The rules distinguish between local limits (within a specific market) and national limits (across the entire U.S.), with different restrictions for radio and television. The FCC is actively reviewing these rules in its 2022 Quadrennial Review (a congressionally mandated periodic assessment every four years), with ongoing debates about whether they remain necessary amid competition from streaming, podcasts, and digital media.
Local Radio Ownership Caps
These rules, largely set by Congress in the 1996 Telecommunications Act, use a sliding scale based on the total number of commercial radio stations in a local market (typically defined by Nielsen Audio metro areas). They cap both the overall number of stations and include sub-caps for AM or FM services.In markets with 45 or more stations:
- Up to 8 stations total, no more than 5 in the same service (AM or FM).
- In markets with 30–44 stations: Up to 7 stations total, no more than 4 in the same service.
- In markets with 15–29 stations: Up to 6 stations total, no more than 4 in the same service.
- In markets with 14 or fewer stations: Up to 5 stations total, no more than 3 in the same service, with an additional restriction that the owner cannot control more than 50% of the stations unless it's just one AM and one FM.
These limits generally restrict ownership to roughly 25–35% of a market's stations, depending on size. The FCC is currently evaluating whether to retain, modify, or eliminate them, as broadcasters argue they hinder investment in local programming amid digital competition.

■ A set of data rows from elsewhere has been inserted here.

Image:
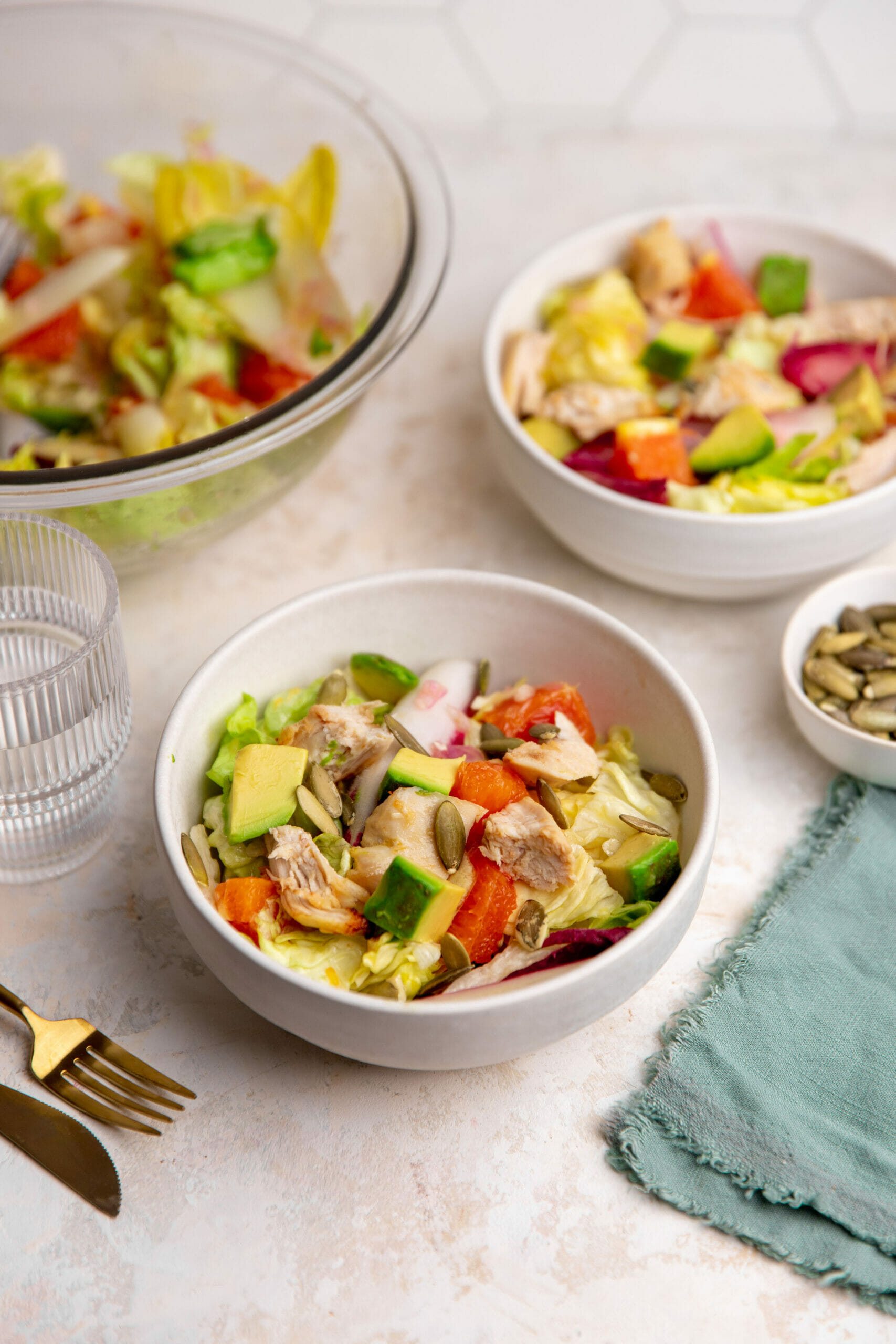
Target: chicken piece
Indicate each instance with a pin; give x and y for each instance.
(659, 262)
(527, 843)
(731, 385)
(405, 823)
(556, 761)
(343, 738)
(522, 371)
(589, 409)
(309, 889)
(873, 466)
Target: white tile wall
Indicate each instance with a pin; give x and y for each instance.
(742, 65)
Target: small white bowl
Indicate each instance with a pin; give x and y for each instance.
(418, 617)
(847, 748)
(673, 550)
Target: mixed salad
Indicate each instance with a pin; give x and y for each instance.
(201, 298)
(680, 381)
(402, 835)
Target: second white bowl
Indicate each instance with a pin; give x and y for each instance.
(673, 550)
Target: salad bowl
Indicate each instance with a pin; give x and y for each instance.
(676, 550)
(99, 81)
(523, 628)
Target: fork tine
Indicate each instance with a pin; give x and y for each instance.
(88, 1079)
(131, 1065)
(83, 1101)
(125, 1084)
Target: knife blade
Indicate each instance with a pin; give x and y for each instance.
(64, 1147)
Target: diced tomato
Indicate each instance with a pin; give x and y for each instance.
(718, 292)
(515, 718)
(486, 910)
(242, 899)
(25, 276)
(53, 342)
(217, 390)
(262, 381)
(650, 450)
(492, 785)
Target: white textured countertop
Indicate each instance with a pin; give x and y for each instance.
(304, 1196)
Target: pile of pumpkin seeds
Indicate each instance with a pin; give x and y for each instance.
(851, 670)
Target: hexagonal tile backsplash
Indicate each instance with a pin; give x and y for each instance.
(652, 65)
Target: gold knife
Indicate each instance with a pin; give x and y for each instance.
(64, 1146)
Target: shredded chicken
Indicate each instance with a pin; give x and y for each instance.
(405, 823)
(556, 761)
(527, 843)
(873, 466)
(522, 371)
(309, 889)
(589, 409)
(343, 738)
(659, 262)
(731, 385)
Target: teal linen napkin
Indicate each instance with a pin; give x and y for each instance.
(772, 1112)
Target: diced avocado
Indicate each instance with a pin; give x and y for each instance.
(263, 791)
(554, 438)
(676, 347)
(741, 437)
(412, 771)
(860, 402)
(782, 284)
(644, 867)
(381, 678)
(412, 904)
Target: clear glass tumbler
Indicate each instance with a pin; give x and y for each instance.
(65, 698)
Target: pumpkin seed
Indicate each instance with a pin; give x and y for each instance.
(833, 676)
(484, 676)
(841, 643)
(544, 731)
(450, 836)
(550, 802)
(194, 859)
(311, 810)
(499, 747)
(529, 924)
(649, 828)
(333, 690)
(402, 736)
(667, 785)
(455, 954)
(324, 791)
(870, 717)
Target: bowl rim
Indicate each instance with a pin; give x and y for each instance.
(181, 717)
(792, 656)
(323, 70)
(632, 221)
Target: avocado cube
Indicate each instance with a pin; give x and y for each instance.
(413, 771)
(676, 347)
(782, 284)
(554, 438)
(644, 867)
(860, 402)
(263, 791)
(381, 678)
(739, 438)
(412, 904)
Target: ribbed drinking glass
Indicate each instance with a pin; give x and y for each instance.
(65, 698)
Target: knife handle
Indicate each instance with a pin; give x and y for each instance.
(13, 1003)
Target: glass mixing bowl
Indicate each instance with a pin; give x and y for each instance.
(97, 80)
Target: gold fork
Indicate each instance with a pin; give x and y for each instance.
(71, 1055)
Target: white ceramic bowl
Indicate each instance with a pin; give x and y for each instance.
(675, 550)
(419, 617)
(848, 749)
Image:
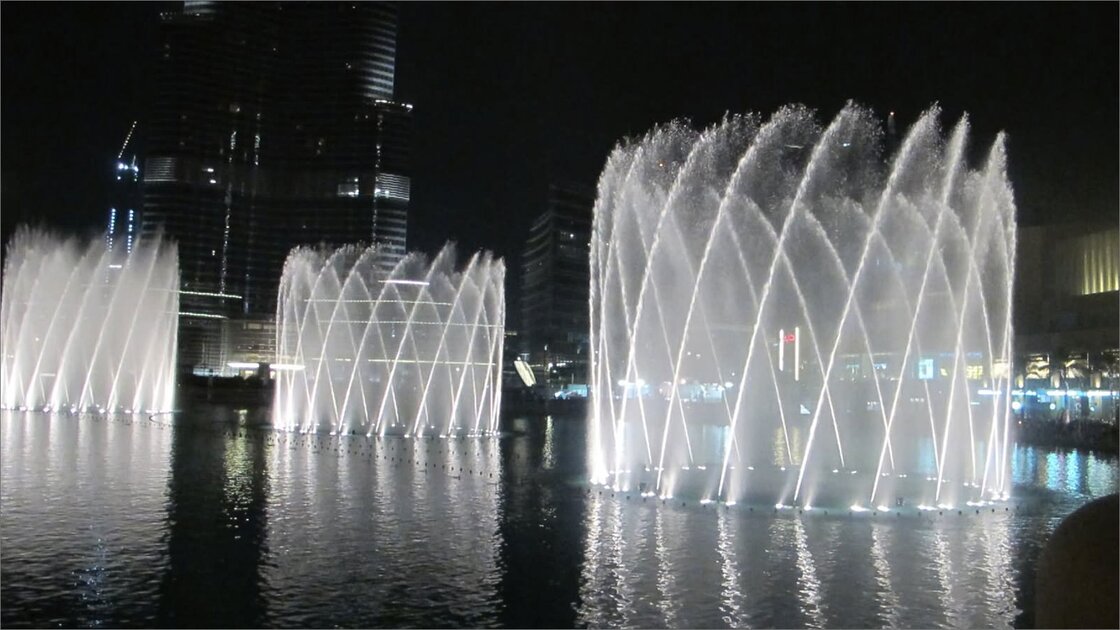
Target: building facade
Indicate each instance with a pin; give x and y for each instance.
(273, 126)
(554, 325)
(1067, 321)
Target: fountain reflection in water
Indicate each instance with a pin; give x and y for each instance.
(417, 351)
(89, 327)
(780, 278)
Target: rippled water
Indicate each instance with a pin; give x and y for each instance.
(205, 519)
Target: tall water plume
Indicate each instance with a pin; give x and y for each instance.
(86, 326)
(416, 352)
(777, 313)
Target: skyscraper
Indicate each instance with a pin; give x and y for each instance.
(126, 200)
(273, 126)
(554, 288)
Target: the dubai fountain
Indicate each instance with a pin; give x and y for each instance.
(413, 352)
(89, 327)
(780, 315)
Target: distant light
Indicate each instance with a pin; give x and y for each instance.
(524, 372)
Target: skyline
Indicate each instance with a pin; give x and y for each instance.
(509, 99)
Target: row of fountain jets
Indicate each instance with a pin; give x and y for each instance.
(892, 277)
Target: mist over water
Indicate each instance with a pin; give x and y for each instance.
(211, 518)
(413, 352)
(87, 326)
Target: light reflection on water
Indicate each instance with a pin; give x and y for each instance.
(206, 521)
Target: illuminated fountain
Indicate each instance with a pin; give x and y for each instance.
(778, 314)
(413, 352)
(89, 327)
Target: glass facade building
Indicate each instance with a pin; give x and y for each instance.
(273, 126)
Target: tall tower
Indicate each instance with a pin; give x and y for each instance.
(554, 287)
(273, 126)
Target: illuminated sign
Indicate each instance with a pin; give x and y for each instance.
(524, 371)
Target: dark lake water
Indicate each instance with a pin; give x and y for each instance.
(208, 518)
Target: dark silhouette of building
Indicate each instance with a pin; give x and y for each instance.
(273, 126)
(554, 290)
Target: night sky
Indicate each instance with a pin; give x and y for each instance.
(510, 98)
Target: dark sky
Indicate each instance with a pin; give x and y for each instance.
(510, 96)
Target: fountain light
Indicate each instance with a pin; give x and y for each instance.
(709, 244)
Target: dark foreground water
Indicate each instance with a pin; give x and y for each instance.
(205, 519)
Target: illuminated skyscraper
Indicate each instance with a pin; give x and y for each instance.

Local Television Ownership Caps
The primary rule limits an entity to owning no more than two television stations in the same Nielsen Designated Market Area (DMA), with key conditions:
- The stations' digital service contours generally cannot overlap, or
- At least one station is not among the top-four rated stations in the market (the "Top-Four Prohibition," though parts of related rules have faced court challenges).
National Television Ownership Cap
This is a separate national limit for TV (no equivalent national cap exists for radio). Congress set it at 39% of U.S. television households (measured by Nielsen reach). A single owner cannot control stations reaching more than 39% of the national audience.
A historical "UHF discount" (counting UHF stations at half reach) effectively allows higher actual coverage, though its status remains debated. The FCC is examining whether it has authority to adjust this cap (some argue only Congress can), separate from the local Quadrennial Review.
Broader Context and Ongoing Review
The FCC must review most local ownership rules every four years under the 1996 Act to determine if they serve the public interest given competition. The current 2022 review (advanced in 2025) includes the local radio rule, local TV rule, and the Dual Network Rule (prohibiting mergers among top national networks like ABC, CBS, NBC, Fox). Comments closed in early 2026, with potential FCC action possible soon.
Broadcasters (e.g., via the NAB) push for relaxation or repeal, citing financial pressures and competition from non-broadcast sources. Critics argue caps protect local journalism and viewpoint diversity. As of March 2026, the rules remain in effect, but deregulation expectations are high under current FCC leadership.